Depreciating values to generate "stock-variables"

Christian Rauch

Join Date: Nov 2015
Posts: 9

Depreciating values to generate "stock-variables"

07 Dec 2015, 06:52

Hi,

my name is Christian, and I am currently trying to depreciate values by years, to generate a "stock-value" out of the "flow-values" meaning values which come up each year.
This stock-value should be a multiplicated number of about 4 times (exactly: 1/0,23) of the first-appearing flow-value, and after that, be decreased each year by 15%. The flow-value should be added. If a year is missing than the decrease should be as if in this year the flow variable was 0, for the next observation available.

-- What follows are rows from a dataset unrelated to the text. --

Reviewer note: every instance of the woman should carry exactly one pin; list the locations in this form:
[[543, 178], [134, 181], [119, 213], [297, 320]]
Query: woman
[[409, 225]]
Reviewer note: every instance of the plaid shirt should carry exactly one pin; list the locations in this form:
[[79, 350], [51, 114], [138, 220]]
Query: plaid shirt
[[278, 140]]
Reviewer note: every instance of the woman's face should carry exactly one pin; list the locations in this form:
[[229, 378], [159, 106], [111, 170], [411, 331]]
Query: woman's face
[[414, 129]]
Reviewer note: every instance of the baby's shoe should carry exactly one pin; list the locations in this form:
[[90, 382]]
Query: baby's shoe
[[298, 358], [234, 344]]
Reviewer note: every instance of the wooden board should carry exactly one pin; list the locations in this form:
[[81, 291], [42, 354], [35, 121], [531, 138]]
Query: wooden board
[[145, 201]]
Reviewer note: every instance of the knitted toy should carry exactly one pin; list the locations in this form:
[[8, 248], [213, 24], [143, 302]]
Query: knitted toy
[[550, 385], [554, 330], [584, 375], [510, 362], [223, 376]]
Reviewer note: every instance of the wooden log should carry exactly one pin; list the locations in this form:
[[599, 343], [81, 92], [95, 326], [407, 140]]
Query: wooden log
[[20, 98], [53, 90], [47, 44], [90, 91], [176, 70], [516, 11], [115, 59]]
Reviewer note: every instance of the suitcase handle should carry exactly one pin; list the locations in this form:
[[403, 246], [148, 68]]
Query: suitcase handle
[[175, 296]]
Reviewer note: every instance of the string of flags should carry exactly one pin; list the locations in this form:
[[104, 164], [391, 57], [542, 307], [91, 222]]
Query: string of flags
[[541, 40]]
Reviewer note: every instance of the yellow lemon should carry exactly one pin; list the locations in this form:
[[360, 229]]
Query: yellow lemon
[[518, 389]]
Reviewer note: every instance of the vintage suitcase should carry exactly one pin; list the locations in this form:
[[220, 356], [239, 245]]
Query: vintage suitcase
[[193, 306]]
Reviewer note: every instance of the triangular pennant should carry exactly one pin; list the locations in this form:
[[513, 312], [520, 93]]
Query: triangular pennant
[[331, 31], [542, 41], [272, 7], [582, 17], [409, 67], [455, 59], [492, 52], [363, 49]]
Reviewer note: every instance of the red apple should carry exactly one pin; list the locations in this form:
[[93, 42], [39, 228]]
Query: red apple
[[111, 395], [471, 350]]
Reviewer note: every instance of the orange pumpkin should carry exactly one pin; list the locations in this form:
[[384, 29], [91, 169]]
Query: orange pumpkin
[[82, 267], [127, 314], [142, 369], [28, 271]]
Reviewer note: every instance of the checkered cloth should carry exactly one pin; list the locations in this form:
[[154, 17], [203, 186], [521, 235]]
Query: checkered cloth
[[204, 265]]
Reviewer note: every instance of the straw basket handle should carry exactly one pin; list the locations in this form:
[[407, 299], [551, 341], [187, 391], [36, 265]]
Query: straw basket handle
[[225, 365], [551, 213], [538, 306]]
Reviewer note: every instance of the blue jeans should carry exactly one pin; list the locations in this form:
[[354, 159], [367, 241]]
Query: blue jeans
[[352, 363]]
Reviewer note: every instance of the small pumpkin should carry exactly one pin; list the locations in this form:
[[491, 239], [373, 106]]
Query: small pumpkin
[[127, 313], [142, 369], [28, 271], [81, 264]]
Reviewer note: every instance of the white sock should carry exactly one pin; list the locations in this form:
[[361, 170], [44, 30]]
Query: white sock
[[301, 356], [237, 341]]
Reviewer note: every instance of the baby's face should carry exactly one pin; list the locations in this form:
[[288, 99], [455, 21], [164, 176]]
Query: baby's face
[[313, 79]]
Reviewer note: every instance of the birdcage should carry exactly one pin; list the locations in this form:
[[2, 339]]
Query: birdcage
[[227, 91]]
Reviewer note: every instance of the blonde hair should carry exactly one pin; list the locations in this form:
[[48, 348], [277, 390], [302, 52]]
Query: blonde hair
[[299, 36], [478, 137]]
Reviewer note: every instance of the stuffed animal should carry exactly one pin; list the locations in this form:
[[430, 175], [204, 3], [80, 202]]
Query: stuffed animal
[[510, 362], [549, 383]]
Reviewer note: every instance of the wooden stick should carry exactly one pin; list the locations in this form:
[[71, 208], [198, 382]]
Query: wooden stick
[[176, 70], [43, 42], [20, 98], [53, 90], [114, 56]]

Even though I tried to look for previous solutions, I couldn't find a applicable solution:
http://www.stata.com/statalist/archi.../msg00220.html
http://www.statalist.org/forums/foru...-of-a-variable

The problem looks like this:

Code:

Right now:
  symbol
year
patent_amount (flow values)
other variables...

A
1985
3
...

A
1986
3
...

A
1987
5
...

A
1987
5
...

A
1988
6


B
1990
1


B
1992
2



Goal
  symbol
ayear
patent_amount (flow values)
patentstock (stock value)
other variables...

A
1985
3
=3*(1/0,23)
...

A
1986
3
=patent_stock_last observed*0,85^1+3
...

A
1987
5
=patent_stock_last observed*0,85^1+5
...

A
1987
5
=patent_stock_last observed*0,85^1+5
...

A
1988
6
...


B
1990
1
=1*(1/0,23)


B
1992
2
=patent_stock_last observed*0,85^2+2



I tried to solve this problem by myself with this code:

sort symbol ayear
quietly by symbol: gen first_year = _n
gen patentstock=0
replace patentstock=patent_amount*(1/0.23) if symbol != symbol[_n-1] & ayear != ayear[_n-1] & first_year ==1
replace patentstock = patentstock[_n-1]*0.85 + patent_amount if symbol == symbol[_n-1] & ayear-1 == ayear[_n-1]

drop patent_amount
drop first_year


However, the code doesnt work if there are several years for the same symbol, and if there is a gap of years. And I cannot figure out how to solve these issues appropriately.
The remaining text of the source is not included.